Un élevage à part.
— La production des oisons destinés à être débités à
l’étal ou transformés en pâtés, confits, saucissons, poitrines
fumées, etc., est une spécialité de rapport qui, malheureusement, ne rentre
pas dans les cordes de tous les éleveurs. En effet, pour s’adonner sur une
certaine échelle à l’élevage des oisons, qui sont avant tout des herbivores,
il faut disposer de vastes parcours (friches, landes, vergers, prairies), où
l’on peut envoyer pâturer les oisons et les reproducteurs. Autrement, si on
était obligé de nourrir ses pensionnaires avec de la pâtée ou du grain, outre
que cette nourriture ne serait pas rationnelle pour eux, son prix de revient
serait trop onéreux, et il vaudrait mieux s’adonner à un autre genre d’élevage.
Directives à observer.
— Suivant l’étendue des parcours pouvant servir
d’herbage aux oies, on entretiendra, 5, 10, 15, 20 ... femelles ou plus,
accompagnées de 1, 2, 3, 4 ... jars, devant assurer la bonne fécondation
des œufs. Chaque groupe de six reproducteurs pouvant fournir 120 à 140 œufs,
il sera possible d’en obtenir une centaine d’oisons, de sorte que les élevages
précités, d’importance croissante, produiront annuellement 100, 200, 300, 400 ...

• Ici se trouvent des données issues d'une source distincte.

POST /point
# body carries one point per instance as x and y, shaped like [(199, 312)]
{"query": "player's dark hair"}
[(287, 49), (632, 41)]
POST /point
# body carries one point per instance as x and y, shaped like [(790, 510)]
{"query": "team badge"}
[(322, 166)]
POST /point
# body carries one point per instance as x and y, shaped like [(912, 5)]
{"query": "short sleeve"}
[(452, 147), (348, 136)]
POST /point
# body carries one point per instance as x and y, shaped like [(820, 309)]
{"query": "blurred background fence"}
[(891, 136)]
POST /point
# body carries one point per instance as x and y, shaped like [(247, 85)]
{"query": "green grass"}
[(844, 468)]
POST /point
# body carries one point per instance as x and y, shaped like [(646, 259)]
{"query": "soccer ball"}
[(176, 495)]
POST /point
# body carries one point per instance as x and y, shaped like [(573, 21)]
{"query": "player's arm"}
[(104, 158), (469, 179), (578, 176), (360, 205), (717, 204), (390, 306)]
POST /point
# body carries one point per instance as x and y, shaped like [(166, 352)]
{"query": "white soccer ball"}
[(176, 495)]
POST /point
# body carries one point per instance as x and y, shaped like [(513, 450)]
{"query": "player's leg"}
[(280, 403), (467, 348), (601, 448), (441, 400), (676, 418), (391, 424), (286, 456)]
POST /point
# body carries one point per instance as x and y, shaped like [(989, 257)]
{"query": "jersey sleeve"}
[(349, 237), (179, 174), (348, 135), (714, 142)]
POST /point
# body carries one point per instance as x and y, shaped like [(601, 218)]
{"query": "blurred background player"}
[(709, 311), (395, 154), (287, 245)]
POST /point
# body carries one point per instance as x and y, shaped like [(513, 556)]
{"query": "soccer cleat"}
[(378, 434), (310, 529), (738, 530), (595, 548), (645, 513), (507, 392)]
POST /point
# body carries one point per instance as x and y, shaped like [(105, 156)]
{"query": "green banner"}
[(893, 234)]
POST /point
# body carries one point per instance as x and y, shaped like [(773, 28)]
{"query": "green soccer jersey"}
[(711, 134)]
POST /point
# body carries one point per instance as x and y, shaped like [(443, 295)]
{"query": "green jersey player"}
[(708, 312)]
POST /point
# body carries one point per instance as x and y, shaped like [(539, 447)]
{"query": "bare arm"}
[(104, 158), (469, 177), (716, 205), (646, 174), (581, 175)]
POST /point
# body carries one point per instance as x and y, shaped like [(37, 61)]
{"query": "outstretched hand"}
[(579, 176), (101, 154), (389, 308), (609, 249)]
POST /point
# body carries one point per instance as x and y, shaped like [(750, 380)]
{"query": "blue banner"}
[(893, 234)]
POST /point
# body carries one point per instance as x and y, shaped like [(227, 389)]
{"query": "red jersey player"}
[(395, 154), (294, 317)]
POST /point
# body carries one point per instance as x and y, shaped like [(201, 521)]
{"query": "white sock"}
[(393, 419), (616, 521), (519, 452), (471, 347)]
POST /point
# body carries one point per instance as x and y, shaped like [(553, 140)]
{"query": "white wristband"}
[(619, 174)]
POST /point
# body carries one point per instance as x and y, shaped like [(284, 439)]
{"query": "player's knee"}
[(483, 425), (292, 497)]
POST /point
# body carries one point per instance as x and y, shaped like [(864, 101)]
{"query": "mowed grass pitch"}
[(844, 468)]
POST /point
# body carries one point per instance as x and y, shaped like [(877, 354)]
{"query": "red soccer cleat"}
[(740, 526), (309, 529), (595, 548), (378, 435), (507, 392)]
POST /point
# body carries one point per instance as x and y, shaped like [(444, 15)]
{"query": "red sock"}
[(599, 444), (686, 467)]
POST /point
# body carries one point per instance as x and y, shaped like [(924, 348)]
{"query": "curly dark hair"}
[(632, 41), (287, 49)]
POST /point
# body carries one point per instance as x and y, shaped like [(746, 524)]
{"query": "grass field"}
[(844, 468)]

sujets de consommation, laissant à l’éleveur des bénéfices nets intéressants,
la moitié environ du brut, soit 3.000 francs par groupe de six
reproducteurs.
Dans le cas où on manquerait de parcours herbe, et
pour parer à la pénurie des périodes de sécheresse, il faudrait prévoir des
cultures fourragères estivales (choux, trèfles, vesces, orties,
laitues, etc.), qui pourraient être mises à contribution après les avoir
passées au hachoir, pour nourrir les oisons de tous les âges. Ces ressources
vivrières échelonnées seront précieuses, associées à des denrées de base ;
elles permettront de gagner un mois sur la durée de la mise au point des
oisons, lesquels pourront être livrés à la consommation à l’âge de 6 mois,
au lieu de 7 et 8 mois. Cela permettra en outre de ménager les herbes sur
pied, si on prévoit la division en parcelle, que l’on fera pâturer
alternativement, pour éviter l’action caustique de la fiente des palmipèdes.
L’élevage type.
— Il ne faut jamais loger les oies avec les autres
volailles, parce qu’elles se gêneraient mutuellement, n’ayant pas les mêmes
besoins, ni les mêmes mœurs. On sait, en effet, que la nourriture des palmipèdes
herbivores n’est pas la même que celle des gallinacés omnivores.
Aussi ne doit-on pas songer à les alimenter dans la même augette. D’autre part,
les oies sont des tyranneaux pour les poules, ce qui n’empêche pas ces
dernières, oiseaux percheurs, d’intoxiquer les palmipèdes, restés au pied des
perchoirs, des gaz lourds et délétères fournis par l’intense respiration de
tous les pensionnaires, réunis dans un local souvent exigu.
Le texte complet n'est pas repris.